By Julia Love and Jeffrey Dastin
SAN FRANCISCO (Reuters) – A regional director for the U.S. National Labor Relations Board on Monday called for a rerun of a union election at an Amazon.com Inc facility in Alabama, setting the stage for another high-profile organizing battle at the world’s largest online retailer.
Workers at the warehouse in Bessemer, Alabama, rejected forming a union by a more than 2-to-1 margin in April after an organizing drive that garnered support from U.S. lawmakers and President Joe Biden. In August, an NLRB hearing officer said the company’s conduct around the previous vote had interfered with the election.
The decision for a redo adds pressure on Amazon, which has recently faced union campaigns in New York and Canada. Worker groups view organizing the company as a landmark goal that would invigorate the U.S. labor movement.
“Today’s decision confirms what we were saying all along – that Amazon’s intimidation and interference prevented workers from having a fair say in whether they wanted a union in their workplace,” Stuart Appelbaum, president of the Retail, Wholesale and Department Store Union (RWDSU), said in a statement.
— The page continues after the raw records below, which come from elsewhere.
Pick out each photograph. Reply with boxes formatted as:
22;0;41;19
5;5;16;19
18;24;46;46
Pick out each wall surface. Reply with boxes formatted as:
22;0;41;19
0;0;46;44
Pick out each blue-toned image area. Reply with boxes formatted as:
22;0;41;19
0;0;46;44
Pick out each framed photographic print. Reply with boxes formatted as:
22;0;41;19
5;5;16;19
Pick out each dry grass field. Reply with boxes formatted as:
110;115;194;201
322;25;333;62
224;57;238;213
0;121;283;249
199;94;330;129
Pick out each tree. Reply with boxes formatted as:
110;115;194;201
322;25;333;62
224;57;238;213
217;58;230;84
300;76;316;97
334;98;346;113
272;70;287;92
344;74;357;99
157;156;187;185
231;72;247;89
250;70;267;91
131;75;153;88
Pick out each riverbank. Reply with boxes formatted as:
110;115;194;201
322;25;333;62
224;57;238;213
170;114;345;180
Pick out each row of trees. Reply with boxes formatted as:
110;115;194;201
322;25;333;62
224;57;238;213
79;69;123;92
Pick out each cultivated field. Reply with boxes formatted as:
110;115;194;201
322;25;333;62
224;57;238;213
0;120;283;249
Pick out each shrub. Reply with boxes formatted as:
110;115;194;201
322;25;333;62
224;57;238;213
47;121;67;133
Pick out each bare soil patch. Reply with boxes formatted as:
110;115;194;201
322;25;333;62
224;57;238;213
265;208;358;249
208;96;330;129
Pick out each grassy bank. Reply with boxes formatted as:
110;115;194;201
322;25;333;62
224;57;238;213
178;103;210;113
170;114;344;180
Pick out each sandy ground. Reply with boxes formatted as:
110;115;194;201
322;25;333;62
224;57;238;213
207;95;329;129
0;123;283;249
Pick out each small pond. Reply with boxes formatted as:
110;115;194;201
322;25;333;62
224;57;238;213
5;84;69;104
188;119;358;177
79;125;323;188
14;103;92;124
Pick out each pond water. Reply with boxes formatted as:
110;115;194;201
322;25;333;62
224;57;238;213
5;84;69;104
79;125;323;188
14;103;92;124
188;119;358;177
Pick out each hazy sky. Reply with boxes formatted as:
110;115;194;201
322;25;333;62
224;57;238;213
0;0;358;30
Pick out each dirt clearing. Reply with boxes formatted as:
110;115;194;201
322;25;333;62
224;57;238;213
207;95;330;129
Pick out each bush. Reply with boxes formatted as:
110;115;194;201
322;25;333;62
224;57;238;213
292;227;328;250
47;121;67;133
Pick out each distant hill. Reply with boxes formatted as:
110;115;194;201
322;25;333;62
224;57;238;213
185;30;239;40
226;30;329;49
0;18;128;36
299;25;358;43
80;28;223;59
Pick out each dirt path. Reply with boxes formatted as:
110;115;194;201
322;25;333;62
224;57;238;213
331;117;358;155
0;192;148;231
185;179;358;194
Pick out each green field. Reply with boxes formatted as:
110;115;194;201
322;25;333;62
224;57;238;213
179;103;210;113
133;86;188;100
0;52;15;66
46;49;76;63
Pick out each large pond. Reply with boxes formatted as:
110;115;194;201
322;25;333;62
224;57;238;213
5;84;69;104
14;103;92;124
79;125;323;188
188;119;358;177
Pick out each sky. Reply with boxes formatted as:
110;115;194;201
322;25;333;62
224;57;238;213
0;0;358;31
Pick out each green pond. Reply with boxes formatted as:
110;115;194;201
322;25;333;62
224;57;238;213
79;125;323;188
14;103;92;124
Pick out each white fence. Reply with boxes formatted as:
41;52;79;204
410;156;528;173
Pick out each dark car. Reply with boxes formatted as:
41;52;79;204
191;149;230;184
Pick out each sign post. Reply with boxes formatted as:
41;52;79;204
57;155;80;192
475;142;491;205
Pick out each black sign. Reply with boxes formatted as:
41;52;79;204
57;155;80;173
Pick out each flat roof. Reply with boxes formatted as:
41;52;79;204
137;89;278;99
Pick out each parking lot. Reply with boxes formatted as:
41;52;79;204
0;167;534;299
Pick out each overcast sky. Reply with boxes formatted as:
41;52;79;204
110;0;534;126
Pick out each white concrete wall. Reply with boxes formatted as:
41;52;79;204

Amazon spokesperson Kelly Nantel said in a statement that the company’s employees overwhelmingly voted against joining the RWDSU this year. “It’s disappointing that the NLRB has now decided that those votes shouldn’t count.”
Amazon and the RWDSU have already restarted their campaigns in anticipation of a second election. The company has forced thousands of employees to attend meetings about unions and posted signs critical of unions in bathrooms.
In Monday’s decision, the NLRB regional director said that Amazon “engaged in objectionable conduct that warrants setting aside the election.”
The decision pointed to moves by the company encouraging staff to vote via a mailbox it had the Postal Service install at its warehouse, surrounding the mailbox with its campaign slogan and locating it where workers may have thought Amazon was surveilling them.
The NLRB decision did not specify the second election’s date or whether the vote will take place by mail or in person.